Laboratory Service Veterans Affairs Medical Center, Houston, Texas.

ABSTRACT

We investigated the use of DNA amplification by the polymerase chain reaction reaction (PCR) for detection of Mycobacterium tuberculosis from clinical specimens. Two-thirds of each sample was processed for smear and culture by standard methods, and one-third was submitted for DNA extraction, amplification of a 317-bp segment within the insertion element IS6110, and detection by agarose gel electrophoresis, hybridization, or both. DNA was prepared from over 5,000 samples, with 623 samples being culture positive for acid-fast bacilli. Of 218 specimens that were identified as M. tuberculosis, 181 (85%) were positive by PCR. In the M. tuberculosis culture-positive group, PCR was positive for 136 of 145 (94%) and 45 of 73 (62%) of the fluorochrome smear-positive and -negative specimens, respectively. Of 948 specimens that were either culture positive for mycobacteria other than M. tuberculosis or culture negative, 937 specimens were negative by PCR and 11 (1%) specimens initially appeared to be false positive for M. tuberculosis.
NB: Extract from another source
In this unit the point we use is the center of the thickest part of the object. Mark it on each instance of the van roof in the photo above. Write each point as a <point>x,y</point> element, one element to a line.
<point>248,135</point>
The reason for discrepant results varied; some errors were traced to the presence of an inhibitor in the specimen (7.3% in unselected specimens), nucleic acid contamination, low numbers of organisms in the specimen antituberculosis therapy, and possible low-level nonspecific hybridization. In comparison with culture, the sensitivity, specificity, and positive predictive value were 83.5, 99.0, and 94.2%, respectively, for PCR. When PCR was corrected for DNA contamination, the presence of inhibitor, and culture-negative disease, the values became 86.1, 99.7, and 98.4%, respectively. If the results for multiple specimens submitted from the same patient are considered, no patient who had three of more sputum specimens tested would have been misdiagnosed.